European Council President Donald Tusk on May 16 hit out at Donald Trump saying he has “rid Europe of all illusions” with his withdrawal of the US from the Iran nuclear deal and trade disputes.
“Looking at the latest decisions of President Trump, someone could even think that with friends like that, who needs enemies?” Tusk told a news conference in Sofia following a summit of EU leaders in the Bulgarian capital. “But frankly speaking, Europe should be grateful for President Trump because thanks to him, we have got rid of all illusions.”
He added: “He has made us realise that, if you need a helping hand, you will find one at the end of your arm.”
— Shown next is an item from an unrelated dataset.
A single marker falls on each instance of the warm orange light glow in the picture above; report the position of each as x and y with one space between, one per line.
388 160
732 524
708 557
Tusk said EU must be united to face “a new phenomenon—the capricious assertiveness of the American administration”.
Although Trump has pulled the US out of the nuclear deal, the other signatories of the multilateral accord—France, Germany, the UK, Russia and China, along with Iran—are searching for practical ways to salvage it. However, this will prove a formidable task given that in three to six months time foreign companies that continue to do business with Iran will be exposed to US sanctions. Tempers may fray if the US gives no quarter as Europe pushes for waivers to shield its companies from the penalties.
The heat is on—May 16 alone saw French energy major Total announce it would not continue with its multi-billion-dollar Iran investment if no waiver was forthcoming, while German insurer Allianz and Danish oil product tanker operator Maersk Tankers said they were winding down their businesses in Iran. Meanwhile, Joe Kaeser, the CEO of Germany’s Siemens, told CNN his company would not be able to do any new business with Tehran.
In further remarks on the latest situation with the nuclear deal, ISNA reported Iranian President Hassan Rouhani as saying on May 16 that Trump had expected Tehran to walk out on the accord after the US withdrawal.
Tehran had refused to follow that plan and was instead trying to save the deal with its remaining signatories, he reportedly said, adding: “Trump played his first card, but miscalculated the second move... as Iran did not follow that plan.”